Currently, Attachments.me allows you to search by file type, email address, or tag. And any of these searches can be saved with one-click in case it’s a search you do often. “Search is something we’re really trying to nail,” CTO Ben Coe tells us. And he says that they actually already go deeper than they indicate on the site. For example, they index both sending and receiver email addresses, the content of PDFs and text documents, and content from certain external sites like Flickr and YouTube.

Speaking of Flickr and YouTube, those are just the first two external services they’re highlighting. “We’ve built a very extensible approach and plan to branch out into crawling many external sites, along with many other types of structured data within email accounts.

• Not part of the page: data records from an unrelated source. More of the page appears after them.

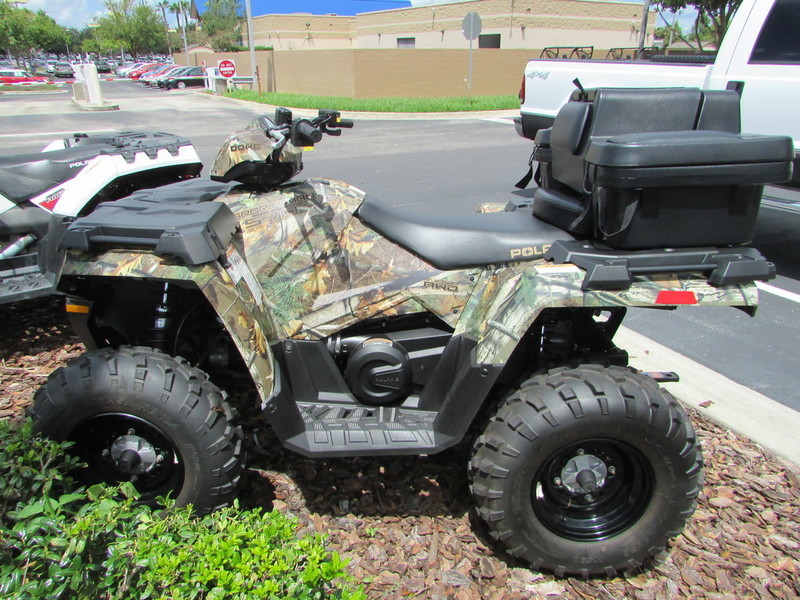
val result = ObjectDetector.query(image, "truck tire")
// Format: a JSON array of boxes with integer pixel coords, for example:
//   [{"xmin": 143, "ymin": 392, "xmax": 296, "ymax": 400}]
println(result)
[
  {"xmin": 470, "ymin": 365, "xmax": 703, "ymax": 577},
  {"xmin": 29, "ymin": 347, "xmax": 243, "ymax": 514}
]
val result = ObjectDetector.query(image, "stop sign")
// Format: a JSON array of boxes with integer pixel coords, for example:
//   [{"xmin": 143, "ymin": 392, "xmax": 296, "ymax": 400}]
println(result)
[{"xmin": 217, "ymin": 60, "xmax": 236, "ymax": 77}]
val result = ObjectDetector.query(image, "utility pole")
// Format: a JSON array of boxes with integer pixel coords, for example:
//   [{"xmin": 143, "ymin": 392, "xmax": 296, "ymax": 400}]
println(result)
[
  {"xmin": 244, "ymin": 0, "xmax": 258, "ymax": 82},
  {"xmin": 639, "ymin": 0, "xmax": 650, "ymax": 56}
]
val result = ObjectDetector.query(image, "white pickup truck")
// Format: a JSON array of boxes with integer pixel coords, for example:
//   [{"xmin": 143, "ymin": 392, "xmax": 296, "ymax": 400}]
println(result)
[{"xmin": 515, "ymin": 0, "xmax": 800, "ymax": 192}]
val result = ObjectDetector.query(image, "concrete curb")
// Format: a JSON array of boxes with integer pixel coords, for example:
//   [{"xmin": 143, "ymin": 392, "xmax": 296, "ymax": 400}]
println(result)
[
  {"xmin": 614, "ymin": 327, "xmax": 800, "ymax": 465},
  {"xmin": 72, "ymin": 98, "xmax": 119, "ymax": 112},
  {"xmin": 195, "ymin": 92, "xmax": 519, "ymax": 121}
]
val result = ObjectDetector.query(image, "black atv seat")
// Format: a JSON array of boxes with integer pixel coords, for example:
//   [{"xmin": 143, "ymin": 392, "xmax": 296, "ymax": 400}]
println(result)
[
  {"xmin": 358, "ymin": 196, "xmax": 573, "ymax": 271},
  {"xmin": 0, "ymin": 147, "xmax": 99, "ymax": 204}
]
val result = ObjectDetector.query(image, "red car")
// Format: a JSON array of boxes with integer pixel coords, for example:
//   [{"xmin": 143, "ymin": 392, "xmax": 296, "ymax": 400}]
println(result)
[
  {"xmin": 0, "ymin": 69, "xmax": 51, "ymax": 85},
  {"xmin": 128, "ymin": 63, "xmax": 164, "ymax": 81}
]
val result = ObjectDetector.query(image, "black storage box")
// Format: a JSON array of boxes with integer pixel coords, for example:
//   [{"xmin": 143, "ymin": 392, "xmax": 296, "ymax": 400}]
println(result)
[
  {"xmin": 585, "ymin": 131, "xmax": 794, "ymax": 249},
  {"xmin": 533, "ymin": 88, "xmax": 794, "ymax": 250}
]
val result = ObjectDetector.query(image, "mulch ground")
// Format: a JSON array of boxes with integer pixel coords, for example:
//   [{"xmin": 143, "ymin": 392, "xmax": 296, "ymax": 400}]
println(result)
[{"xmin": 0, "ymin": 299, "xmax": 800, "ymax": 600}]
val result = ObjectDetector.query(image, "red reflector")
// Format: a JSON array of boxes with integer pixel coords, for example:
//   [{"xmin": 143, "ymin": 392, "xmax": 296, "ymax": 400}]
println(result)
[{"xmin": 656, "ymin": 290, "xmax": 697, "ymax": 304}]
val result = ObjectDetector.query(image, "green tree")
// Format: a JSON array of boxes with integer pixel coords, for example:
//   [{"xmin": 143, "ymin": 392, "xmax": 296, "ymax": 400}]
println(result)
[
  {"xmin": 654, "ymin": 0, "xmax": 742, "ymax": 50},
  {"xmin": 95, "ymin": 0, "xmax": 164, "ymax": 56},
  {"xmin": 201, "ymin": 0, "xmax": 242, "ymax": 52},
  {"xmin": 0, "ymin": 2, "xmax": 67, "ymax": 60},
  {"xmin": 156, "ymin": 0, "xmax": 172, "ymax": 54}
]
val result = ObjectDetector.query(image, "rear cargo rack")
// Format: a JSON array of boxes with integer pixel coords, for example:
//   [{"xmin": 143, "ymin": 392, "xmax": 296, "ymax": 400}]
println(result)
[{"xmin": 545, "ymin": 240, "xmax": 776, "ymax": 290}]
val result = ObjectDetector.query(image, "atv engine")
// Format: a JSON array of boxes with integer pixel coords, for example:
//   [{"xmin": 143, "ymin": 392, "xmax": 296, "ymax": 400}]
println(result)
[{"xmin": 328, "ymin": 328, "xmax": 451, "ymax": 406}]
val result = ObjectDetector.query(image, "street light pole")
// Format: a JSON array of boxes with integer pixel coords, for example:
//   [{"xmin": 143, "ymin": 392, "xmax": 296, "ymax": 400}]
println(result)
[
  {"xmin": 244, "ymin": 0, "xmax": 258, "ymax": 82},
  {"xmin": 639, "ymin": 0, "xmax": 650, "ymax": 56}
]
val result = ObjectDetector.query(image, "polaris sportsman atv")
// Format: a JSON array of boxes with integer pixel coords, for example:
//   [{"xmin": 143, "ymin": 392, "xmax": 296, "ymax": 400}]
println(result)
[
  {"xmin": 0, "ymin": 132, "xmax": 203, "ymax": 303},
  {"xmin": 32, "ymin": 88, "xmax": 793, "ymax": 576}
]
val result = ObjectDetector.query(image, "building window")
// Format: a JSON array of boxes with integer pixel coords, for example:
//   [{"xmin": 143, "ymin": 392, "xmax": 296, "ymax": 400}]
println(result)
[{"xmin": 478, "ymin": 33, "xmax": 500, "ymax": 48}]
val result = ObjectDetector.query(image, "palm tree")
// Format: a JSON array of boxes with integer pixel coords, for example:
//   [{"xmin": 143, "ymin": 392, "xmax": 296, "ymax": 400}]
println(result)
[
  {"xmin": 176, "ymin": 0, "xmax": 192, "ymax": 27},
  {"xmin": 156, "ymin": 0, "xmax": 172, "ymax": 55},
  {"xmin": 167, "ymin": 0, "xmax": 183, "ymax": 29},
  {"xmin": 169, "ymin": 0, "xmax": 189, "ymax": 58}
]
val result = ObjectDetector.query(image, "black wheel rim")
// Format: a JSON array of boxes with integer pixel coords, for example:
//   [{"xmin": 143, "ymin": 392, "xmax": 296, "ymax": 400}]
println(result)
[
  {"xmin": 69, "ymin": 413, "xmax": 184, "ymax": 504},
  {"xmin": 531, "ymin": 439, "xmax": 654, "ymax": 541}
]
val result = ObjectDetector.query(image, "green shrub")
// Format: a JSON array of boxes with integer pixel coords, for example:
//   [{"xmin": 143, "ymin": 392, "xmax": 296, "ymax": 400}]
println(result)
[
  {"xmin": 0, "ymin": 419, "xmax": 77, "ymax": 524},
  {"xmin": 0, "ymin": 421, "xmax": 364, "ymax": 600}
]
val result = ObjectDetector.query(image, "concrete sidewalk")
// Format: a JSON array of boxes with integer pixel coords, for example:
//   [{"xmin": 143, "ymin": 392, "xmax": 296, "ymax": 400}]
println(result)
[
  {"xmin": 202, "ymin": 92, "xmax": 519, "ymax": 121},
  {"xmin": 614, "ymin": 327, "xmax": 800, "ymax": 465}
]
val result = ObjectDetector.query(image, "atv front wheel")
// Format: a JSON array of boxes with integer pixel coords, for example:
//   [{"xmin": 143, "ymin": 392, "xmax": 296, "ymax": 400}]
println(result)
[
  {"xmin": 470, "ymin": 365, "xmax": 702, "ymax": 577},
  {"xmin": 29, "ymin": 348, "xmax": 242, "ymax": 514}
]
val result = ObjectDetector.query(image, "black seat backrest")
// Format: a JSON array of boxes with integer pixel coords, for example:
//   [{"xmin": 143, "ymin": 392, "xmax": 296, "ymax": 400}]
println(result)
[
  {"xmin": 550, "ymin": 88, "xmax": 739, "ymax": 193},
  {"xmin": 533, "ymin": 88, "xmax": 741, "ymax": 235}
]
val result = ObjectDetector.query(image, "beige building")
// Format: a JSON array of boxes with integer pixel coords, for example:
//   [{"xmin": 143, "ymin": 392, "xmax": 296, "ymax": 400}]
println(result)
[{"xmin": 243, "ymin": 0, "xmax": 655, "ymax": 53}]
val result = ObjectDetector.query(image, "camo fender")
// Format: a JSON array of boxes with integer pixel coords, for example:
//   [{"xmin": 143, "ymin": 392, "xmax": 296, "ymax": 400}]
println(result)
[
  {"xmin": 456, "ymin": 260, "xmax": 758, "ymax": 364},
  {"xmin": 62, "ymin": 245, "xmax": 277, "ymax": 401}
]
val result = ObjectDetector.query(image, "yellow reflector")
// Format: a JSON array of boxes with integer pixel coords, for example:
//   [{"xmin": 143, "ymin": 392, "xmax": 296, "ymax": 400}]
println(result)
[{"xmin": 67, "ymin": 304, "xmax": 90, "ymax": 315}]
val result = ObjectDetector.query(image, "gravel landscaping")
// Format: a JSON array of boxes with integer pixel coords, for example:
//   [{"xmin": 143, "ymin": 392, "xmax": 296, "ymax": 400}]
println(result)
[{"xmin": 0, "ymin": 299, "xmax": 800, "ymax": 600}]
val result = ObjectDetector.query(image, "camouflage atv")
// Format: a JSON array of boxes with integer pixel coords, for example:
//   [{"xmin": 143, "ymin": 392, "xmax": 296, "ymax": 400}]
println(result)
[{"xmin": 32, "ymin": 89, "xmax": 793, "ymax": 576}]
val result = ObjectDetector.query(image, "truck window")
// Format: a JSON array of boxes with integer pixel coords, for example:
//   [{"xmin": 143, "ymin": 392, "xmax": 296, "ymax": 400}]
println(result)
[{"xmin": 750, "ymin": 0, "xmax": 800, "ymax": 64}]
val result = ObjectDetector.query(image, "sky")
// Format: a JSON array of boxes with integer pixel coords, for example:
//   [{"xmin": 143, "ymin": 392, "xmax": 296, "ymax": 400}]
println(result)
[{"xmin": 19, "ymin": 0, "xmax": 692, "ymax": 34}]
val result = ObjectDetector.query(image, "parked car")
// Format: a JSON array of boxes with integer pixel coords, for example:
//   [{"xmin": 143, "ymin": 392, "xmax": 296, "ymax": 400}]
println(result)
[
  {"xmin": 155, "ymin": 66, "xmax": 195, "ymax": 88},
  {"xmin": 128, "ymin": 63, "xmax": 164, "ymax": 81},
  {"xmin": 164, "ymin": 67, "xmax": 206, "ymax": 90},
  {"xmin": 0, "ymin": 69, "xmax": 50, "ymax": 85},
  {"xmin": 53, "ymin": 62, "xmax": 75, "ymax": 77},
  {"xmin": 139, "ymin": 65, "xmax": 183, "ymax": 86},
  {"xmin": 117, "ymin": 62, "xmax": 148, "ymax": 77},
  {"xmin": 94, "ymin": 60, "xmax": 111, "ymax": 73},
  {"xmin": 516, "ymin": 0, "xmax": 800, "ymax": 187}
]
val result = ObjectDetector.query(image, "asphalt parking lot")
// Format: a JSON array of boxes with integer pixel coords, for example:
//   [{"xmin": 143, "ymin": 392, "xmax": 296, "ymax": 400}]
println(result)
[{"xmin": 0, "ymin": 81, "xmax": 800, "ymax": 432}]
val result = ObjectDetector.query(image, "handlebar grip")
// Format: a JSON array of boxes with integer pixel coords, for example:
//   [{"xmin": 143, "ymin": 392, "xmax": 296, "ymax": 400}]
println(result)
[{"xmin": 295, "ymin": 121, "xmax": 322, "ymax": 144}]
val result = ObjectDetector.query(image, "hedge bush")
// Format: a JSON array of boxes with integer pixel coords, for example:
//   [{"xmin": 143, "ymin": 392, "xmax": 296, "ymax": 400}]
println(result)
[{"xmin": 0, "ymin": 421, "xmax": 365, "ymax": 600}]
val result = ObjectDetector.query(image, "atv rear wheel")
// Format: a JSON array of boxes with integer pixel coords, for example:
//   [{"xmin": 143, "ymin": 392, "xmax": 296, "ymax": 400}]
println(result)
[
  {"xmin": 470, "ymin": 365, "xmax": 702, "ymax": 577},
  {"xmin": 29, "ymin": 347, "xmax": 242, "ymax": 514}
]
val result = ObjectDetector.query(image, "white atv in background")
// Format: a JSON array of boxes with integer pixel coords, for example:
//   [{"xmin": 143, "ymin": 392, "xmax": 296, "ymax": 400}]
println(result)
[{"xmin": 0, "ymin": 132, "xmax": 202, "ymax": 304}]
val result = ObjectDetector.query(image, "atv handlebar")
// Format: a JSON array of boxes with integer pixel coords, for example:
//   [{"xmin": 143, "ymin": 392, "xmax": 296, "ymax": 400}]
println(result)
[{"xmin": 260, "ymin": 108, "xmax": 354, "ymax": 150}]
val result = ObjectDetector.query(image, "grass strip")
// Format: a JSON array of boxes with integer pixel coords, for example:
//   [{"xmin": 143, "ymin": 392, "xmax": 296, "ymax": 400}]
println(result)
[{"xmin": 225, "ymin": 90, "xmax": 519, "ymax": 113}]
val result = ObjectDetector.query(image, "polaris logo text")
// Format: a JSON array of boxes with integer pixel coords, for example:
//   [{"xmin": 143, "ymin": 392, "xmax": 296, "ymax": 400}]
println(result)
[
  {"xmin": 230, "ymin": 144, "xmax": 261, "ymax": 152},
  {"xmin": 511, "ymin": 244, "xmax": 550, "ymax": 258},
  {"xmin": 422, "ymin": 281, "xmax": 458, "ymax": 294},
  {"xmin": 525, "ymin": 71, "xmax": 550, "ymax": 80},
  {"xmin": 39, "ymin": 188, "xmax": 64, "ymax": 211}
]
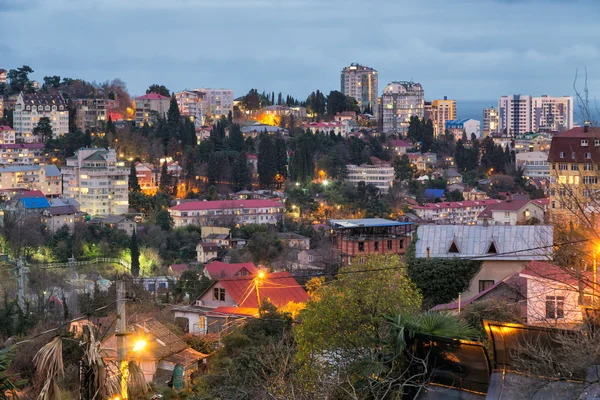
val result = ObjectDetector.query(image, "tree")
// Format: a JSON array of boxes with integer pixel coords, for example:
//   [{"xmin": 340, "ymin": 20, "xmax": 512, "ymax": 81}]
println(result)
[
  {"xmin": 129, "ymin": 162, "xmax": 141, "ymax": 192},
  {"xmin": 31, "ymin": 117, "xmax": 52, "ymax": 143},
  {"xmin": 146, "ymin": 83, "xmax": 171, "ymax": 97}
]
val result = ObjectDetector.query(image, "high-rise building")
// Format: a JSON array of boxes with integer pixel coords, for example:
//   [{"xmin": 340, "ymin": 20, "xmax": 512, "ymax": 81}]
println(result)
[
  {"xmin": 340, "ymin": 63, "xmax": 379, "ymax": 118},
  {"xmin": 483, "ymin": 107, "xmax": 498, "ymax": 138},
  {"xmin": 381, "ymin": 82, "xmax": 425, "ymax": 135},
  {"xmin": 61, "ymin": 148, "xmax": 129, "ymax": 216},
  {"xmin": 531, "ymin": 95, "xmax": 573, "ymax": 132},
  {"xmin": 13, "ymin": 93, "xmax": 69, "ymax": 143},
  {"xmin": 429, "ymin": 96, "xmax": 456, "ymax": 137}
]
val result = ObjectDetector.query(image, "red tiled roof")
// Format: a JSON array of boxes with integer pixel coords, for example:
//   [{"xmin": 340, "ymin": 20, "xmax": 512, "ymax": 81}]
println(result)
[
  {"xmin": 219, "ymin": 272, "xmax": 308, "ymax": 308},
  {"xmin": 169, "ymin": 200, "xmax": 283, "ymax": 211},
  {"xmin": 204, "ymin": 261, "xmax": 258, "ymax": 279},
  {"xmin": 136, "ymin": 93, "xmax": 170, "ymax": 100}
]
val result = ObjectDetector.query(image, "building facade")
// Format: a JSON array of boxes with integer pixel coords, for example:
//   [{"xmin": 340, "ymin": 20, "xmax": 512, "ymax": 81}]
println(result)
[
  {"xmin": 346, "ymin": 164, "xmax": 394, "ymax": 193},
  {"xmin": 135, "ymin": 93, "xmax": 171, "ymax": 126},
  {"xmin": 340, "ymin": 63, "xmax": 378, "ymax": 117},
  {"xmin": 61, "ymin": 148, "xmax": 129, "ymax": 216},
  {"xmin": 13, "ymin": 93, "xmax": 69, "ymax": 143},
  {"xmin": 429, "ymin": 96, "xmax": 456, "ymax": 137},
  {"xmin": 381, "ymin": 82, "xmax": 425, "ymax": 135}
]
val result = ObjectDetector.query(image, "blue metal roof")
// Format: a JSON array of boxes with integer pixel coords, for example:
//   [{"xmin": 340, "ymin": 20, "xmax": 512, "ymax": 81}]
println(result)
[
  {"xmin": 329, "ymin": 218, "xmax": 412, "ymax": 228},
  {"xmin": 20, "ymin": 197, "xmax": 50, "ymax": 208}
]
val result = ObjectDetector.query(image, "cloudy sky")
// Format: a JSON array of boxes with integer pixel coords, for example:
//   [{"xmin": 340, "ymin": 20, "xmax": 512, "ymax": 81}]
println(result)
[{"xmin": 0, "ymin": 0, "xmax": 600, "ymax": 100}]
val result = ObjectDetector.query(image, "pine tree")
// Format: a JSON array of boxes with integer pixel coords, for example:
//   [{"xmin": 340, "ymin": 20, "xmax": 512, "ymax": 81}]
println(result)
[
  {"xmin": 129, "ymin": 162, "xmax": 141, "ymax": 192},
  {"xmin": 129, "ymin": 230, "xmax": 140, "ymax": 278}
]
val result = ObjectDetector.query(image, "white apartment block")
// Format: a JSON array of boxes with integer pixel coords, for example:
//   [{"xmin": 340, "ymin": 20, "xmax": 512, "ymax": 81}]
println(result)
[
  {"xmin": 175, "ymin": 89, "xmax": 204, "ymax": 127},
  {"xmin": 498, "ymin": 95, "xmax": 573, "ymax": 136},
  {"xmin": 135, "ymin": 93, "xmax": 171, "ymax": 126},
  {"xmin": 0, "ymin": 165, "xmax": 62, "ymax": 196},
  {"xmin": 62, "ymin": 149, "xmax": 129, "ymax": 216},
  {"xmin": 340, "ymin": 63, "xmax": 379, "ymax": 118},
  {"xmin": 346, "ymin": 165, "xmax": 394, "ymax": 193},
  {"xmin": 381, "ymin": 82, "xmax": 425, "ymax": 135},
  {"xmin": 200, "ymin": 88, "xmax": 233, "ymax": 119},
  {"xmin": 483, "ymin": 107, "xmax": 498, "ymax": 138},
  {"xmin": 0, "ymin": 125, "xmax": 15, "ymax": 144},
  {"xmin": 13, "ymin": 93, "xmax": 69, "ymax": 143}
]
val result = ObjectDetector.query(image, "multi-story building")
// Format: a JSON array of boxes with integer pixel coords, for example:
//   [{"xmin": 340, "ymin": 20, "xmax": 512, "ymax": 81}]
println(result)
[
  {"xmin": 483, "ymin": 107, "xmax": 498, "ymax": 138},
  {"xmin": 425, "ymin": 96, "xmax": 456, "ymax": 137},
  {"xmin": 62, "ymin": 148, "xmax": 129, "ymax": 216},
  {"xmin": 13, "ymin": 93, "xmax": 69, "ymax": 143},
  {"xmin": 346, "ymin": 164, "xmax": 394, "ymax": 193},
  {"xmin": 73, "ymin": 99, "xmax": 118, "ymax": 132},
  {"xmin": 531, "ymin": 95, "xmax": 573, "ymax": 132},
  {"xmin": 548, "ymin": 126, "xmax": 600, "ymax": 223},
  {"xmin": 0, "ymin": 125, "xmax": 15, "ymax": 144},
  {"xmin": 381, "ymin": 82, "xmax": 425, "ymax": 135},
  {"xmin": 0, "ymin": 143, "xmax": 47, "ymax": 165},
  {"xmin": 0, "ymin": 165, "xmax": 62, "ymax": 197},
  {"xmin": 446, "ymin": 119, "xmax": 481, "ymax": 140},
  {"xmin": 329, "ymin": 218, "xmax": 414, "ymax": 265},
  {"xmin": 515, "ymin": 151, "xmax": 550, "ymax": 178},
  {"xmin": 200, "ymin": 88, "xmax": 233, "ymax": 119},
  {"xmin": 169, "ymin": 200, "xmax": 285, "ymax": 227},
  {"xmin": 340, "ymin": 63, "xmax": 379, "ymax": 118},
  {"xmin": 135, "ymin": 93, "xmax": 171, "ymax": 126},
  {"xmin": 175, "ymin": 89, "xmax": 204, "ymax": 127}
]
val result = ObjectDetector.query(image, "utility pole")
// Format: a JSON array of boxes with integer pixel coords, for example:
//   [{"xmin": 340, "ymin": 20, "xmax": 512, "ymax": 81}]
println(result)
[{"xmin": 115, "ymin": 278, "xmax": 129, "ymax": 400}]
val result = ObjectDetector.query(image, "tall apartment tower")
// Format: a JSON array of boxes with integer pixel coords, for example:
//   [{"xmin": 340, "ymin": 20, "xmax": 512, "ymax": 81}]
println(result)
[
  {"xmin": 483, "ymin": 107, "xmax": 498, "ymax": 138},
  {"xmin": 340, "ymin": 63, "xmax": 379, "ymax": 118},
  {"xmin": 429, "ymin": 96, "xmax": 456, "ymax": 137},
  {"xmin": 381, "ymin": 82, "xmax": 425, "ymax": 135},
  {"xmin": 61, "ymin": 148, "xmax": 129, "ymax": 216}
]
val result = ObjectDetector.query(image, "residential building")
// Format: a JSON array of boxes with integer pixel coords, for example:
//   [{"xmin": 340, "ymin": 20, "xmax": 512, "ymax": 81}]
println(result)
[
  {"xmin": 483, "ymin": 107, "xmax": 498, "ymax": 138},
  {"xmin": 61, "ymin": 148, "xmax": 129, "ymax": 216},
  {"xmin": 90, "ymin": 215, "xmax": 137, "ymax": 236},
  {"xmin": 515, "ymin": 151, "xmax": 550, "ymax": 178},
  {"xmin": 134, "ymin": 93, "xmax": 171, "ymax": 126},
  {"xmin": 429, "ymin": 96, "xmax": 456, "ymax": 137},
  {"xmin": 340, "ymin": 63, "xmax": 379, "ymax": 117},
  {"xmin": 73, "ymin": 99, "xmax": 118, "ymax": 132},
  {"xmin": 0, "ymin": 165, "xmax": 62, "ymax": 197},
  {"xmin": 416, "ymin": 225, "xmax": 553, "ymax": 299},
  {"xmin": 548, "ymin": 125, "xmax": 600, "ymax": 223},
  {"xmin": 346, "ymin": 164, "xmax": 395, "ymax": 193},
  {"xmin": 531, "ymin": 95, "xmax": 573, "ymax": 132},
  {"xmin": 381, "ymin": 82, "xmax": 425, "ymax": 136},
  {"xmin": 446, "ymin": 118, "xmax": 481, "ymax": 140},
  {"xmin": 175, "ymin": 89, "xmax": 204, "ymax": 127},
  {"xmin": 0, "ymin": 143, "xmax": 47, "ymax": 165},
  {"xmin": 199, "ymin": 88, "xmax": 233, "ymax": 120},
  {"xmin": 329, "ymin": 218, "xmax": 413, "ymax": 265},
  {"xmin": 413, "ymin": 199, "xmax": 502, "ymax": 225},
  {"xmin": 477, "ymin": 200, "xmax": 545, "ymax": 225},
  {"xmin": 13, "ymin": 93, "xmax": 69, "ymax": 143},
  {"xmin": 169, "ymin": 200, "xmax": 285, "ymax": 227},
  {"xmin": 0, "ymin": 126, "xmax": 15, "ymax": 145}
]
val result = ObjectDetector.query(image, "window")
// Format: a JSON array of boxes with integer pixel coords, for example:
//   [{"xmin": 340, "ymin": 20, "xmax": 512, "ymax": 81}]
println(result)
[
  {"xmin": 479, "ymin": 279, "xmax": 494, "ymax": 293},
  {"xmin": 546, "ymin": 296, "xmax": 565, "ymax": 319}
]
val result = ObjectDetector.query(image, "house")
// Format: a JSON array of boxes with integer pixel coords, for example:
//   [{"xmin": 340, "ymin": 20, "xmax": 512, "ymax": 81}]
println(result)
[
  {"xmin": 196, "ymin": 242, "xmax": 219, "ymax": 263},
  {"xmin": 42, "ymin": 205, "xmax": 86, "ymax": 233},
  {"xmin": 477, "ymin": 200, "xmax": 545, "ymax": 225},
  {"xmin": 102, "ymin": 318, "xmax": 208, "ymax": 390},
  {"xmin": 202, "ymin": 261, "xmax": 258, "ymax": 280},
  {"xmin": 416, "ymin": 225, "xmax": 553, "ymax": 299},
  {"xmin": 275, "ymin": 232, "xmax": 310, "ymax": 250},
  {"xmin": 173, "ymin": 272, "xmax": 308, "ymax": 335},
  {"xmin": 329, "ymin": 218, "xmax": 413, "ymax": 265},
  {"xmin": 90, "ymin": 215, "xmax": 137, "ymax": 236}
]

I think our coolest tech is built around this,” Coe says.

Okay, but what about Google? What’s to stop them from doing this — and why haven’t they already? “I think we’re approaching the problem from a different direction. Gmail is very good at what it does. Our approach puts more of a visual and social spin on the way you think about your history of email correspondence,” Coe says. “We plan on adding many services other than Gmail. I think every startup worries about competition, to a certain degree, but we’ve got plenty of other things to keep us up at night,” he continues.

Beyond search, the social element to this is the most interesting thing. “Your email is innately social; we want to help bring this out. We’ve added features that make it easy to share old attachments with your friends. We’d like to do a lot more: commenting, for instance,” Coe notes.

One potential issue is power email users. When they indexed my inbox, I was told by Attachments.me advisor Joe Stump that I had by far the most email they had ever seen. And because such a large part are PR pitches that include email signatures with images, that created a problem for my relevant results. But Attachments.me has been working on that too. “This is definitely a problem that’s on our minds,” Coe says. “We automatically hide images under a certain size–which helps deal with spam attachments, such as signatures. We group together attachments received repeatedly, and also avoid indexing anything placed in the spam folder,” he continues.

I assumed that most attachments were images, but that’s not the case. According to the data Attachments.me has so far, documents are the largest category, making up some 44 percent of all attachments. Images are second at 36 percent. Music is a solid 5 percent.

Currently, Attachments.me is just Coe and co-founder Jesse Miller (Stump helped them start the project and is now an advisor). And now that they’re out there in the wild, the next step is funding.

For users with a manageable amount of email mostly coming from people they actually know, Attachments.me should be a very useful service. And it’s clearly a juicy Google acquisition target going forward.